At the time he died, Joan was just starting to feel her son was finding his footing. He'd told her several times how much he liked his friends. He was trying out a computer science class this semester and contemplating adding a computer science minor, if he liked it. He had just worked his first shift as a bouncer at Brick Street.

Then, Joan said, "he ran out of time."

Chad got the call from Alex, Mark's roommate, on a Thursday morning around 8 a.m.

"'Something terrible happened. Mark's passed away,'" Alex told him.

"No one really knew how to put those words together," Chad said.

While a toxicology report is forthcoming, police told Joan that Mark, a Type 1 diabetic for over 12 years, had likely died of a diabetic episode.

Mark had lived 20 years, one month and one day.

"I've known since he was 2 years old that he was an old soul," Joan said, "and I think that old souls don't need a lot of time on earth. I think that Mark did what he needed to do, and it was his time."

Joan treasures an essay Mark wrote during his senior year of high school, after a childhood friend died in a car accident. The friend's parents hosted a scholarship contest in their son's memory. Mark entered, writing a "letter to my future self" about the lessons his friend had taught him.

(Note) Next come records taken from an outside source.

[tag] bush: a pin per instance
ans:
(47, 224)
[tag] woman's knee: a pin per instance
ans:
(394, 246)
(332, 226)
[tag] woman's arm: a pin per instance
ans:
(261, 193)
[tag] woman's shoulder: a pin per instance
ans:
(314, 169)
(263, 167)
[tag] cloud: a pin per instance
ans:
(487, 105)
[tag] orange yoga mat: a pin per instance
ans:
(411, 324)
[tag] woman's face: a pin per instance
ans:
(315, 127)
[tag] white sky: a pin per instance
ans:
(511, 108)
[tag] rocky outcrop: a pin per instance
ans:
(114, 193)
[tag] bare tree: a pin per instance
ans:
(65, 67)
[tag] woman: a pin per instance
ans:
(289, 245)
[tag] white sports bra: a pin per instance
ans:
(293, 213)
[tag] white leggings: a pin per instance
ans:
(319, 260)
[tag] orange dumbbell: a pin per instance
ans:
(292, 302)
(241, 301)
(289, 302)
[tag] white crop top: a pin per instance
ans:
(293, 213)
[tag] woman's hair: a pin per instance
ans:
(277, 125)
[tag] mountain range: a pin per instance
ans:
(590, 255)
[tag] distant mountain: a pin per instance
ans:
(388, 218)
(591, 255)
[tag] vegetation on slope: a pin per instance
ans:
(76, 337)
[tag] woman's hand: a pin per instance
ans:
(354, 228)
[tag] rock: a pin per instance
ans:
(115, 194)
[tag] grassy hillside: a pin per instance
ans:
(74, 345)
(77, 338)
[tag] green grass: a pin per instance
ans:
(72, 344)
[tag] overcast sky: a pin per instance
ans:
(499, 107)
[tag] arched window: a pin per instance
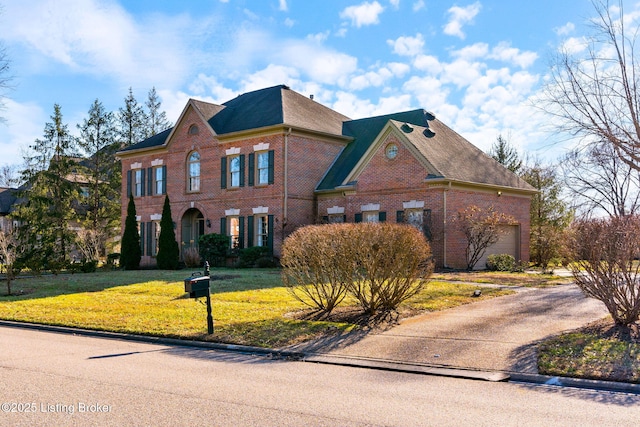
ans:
(193, 168)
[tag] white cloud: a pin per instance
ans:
(461, 16)
(363, 14)
(418, 5)
(566, 29)
(504, 52)
(407, 46)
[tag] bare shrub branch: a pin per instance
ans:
(606, 267)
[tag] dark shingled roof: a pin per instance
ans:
(455, 158)
(277, 105)
(365, 132)
(7, 199)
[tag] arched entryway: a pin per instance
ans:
(192, 229)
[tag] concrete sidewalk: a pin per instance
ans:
(499, 334)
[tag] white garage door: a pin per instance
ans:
(506, 244)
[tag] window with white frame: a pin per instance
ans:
(234, 171)
(234, 231)
(194, 171)
(262, 230)
(138, 182)
(262, 170)
(159, 180)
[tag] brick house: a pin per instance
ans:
(269, 161)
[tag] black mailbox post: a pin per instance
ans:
(197, 287)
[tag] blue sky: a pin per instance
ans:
(475, 64)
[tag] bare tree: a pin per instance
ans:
(595, 95)
(481, 228)
(601, 181)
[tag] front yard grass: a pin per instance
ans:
(600, 351)
(250, 307)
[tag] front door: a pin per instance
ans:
(192, 229)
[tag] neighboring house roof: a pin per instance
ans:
(7, 199)
(277, 105)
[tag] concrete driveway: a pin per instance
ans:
(496, 334)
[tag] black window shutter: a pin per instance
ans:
(270, 233)
(426, 223)
(252, 168)
(250, 231)
(150, 179)
(129, 183)
(142, 233)
(142, 186)
(223, 172)
(241, 232)
(241, 170)
(164, 179)
(150, 238)
(271, 162)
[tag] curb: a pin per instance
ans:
(350, 361)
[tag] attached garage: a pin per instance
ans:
(508, 243)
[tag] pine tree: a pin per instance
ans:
(102, 172)
(168, 250)
(130, 252)
(156, 120)
(505, 154)
(49, 195)
(132, 119)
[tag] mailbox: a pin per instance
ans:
(197, 286)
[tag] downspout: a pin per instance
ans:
(285, 199)
(444, 240)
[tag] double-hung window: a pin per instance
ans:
(193, 168)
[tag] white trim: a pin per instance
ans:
(263, 146)
(413, 204)
(260, 210)
(335, 210)
(370, 207)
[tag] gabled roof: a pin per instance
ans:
(449, 156)
(364, 132)
(277, 105)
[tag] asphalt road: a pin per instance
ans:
(51, 379)
(497, 334)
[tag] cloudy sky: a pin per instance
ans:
(475, 64)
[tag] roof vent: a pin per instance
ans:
(407, 128)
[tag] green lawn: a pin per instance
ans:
(250, 306)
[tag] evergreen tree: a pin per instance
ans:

"Life is too precious to stay to [your]self, so strive to always spread kindness and empathy towards others," Mark wrote in his letter. "I hope that one day, wherever you are, you stop to reflect on which relationships you choose to start and which ones you may have passed. I hope that you come to realize the importance of everyone in your life, before the clock runs out of time."

Mike Hill knows that he, for one, already has.

"Every day, I think about Mark," Mike said, "and I think it's going to be that way for a while."

Mark Hyams died March 8 in Oxford. Memorial services were held in West Chester, Ohio, on March 11. In lieu of flowers, Mark's family requested donations be made to the Juvenile Diabetes Research Foundation.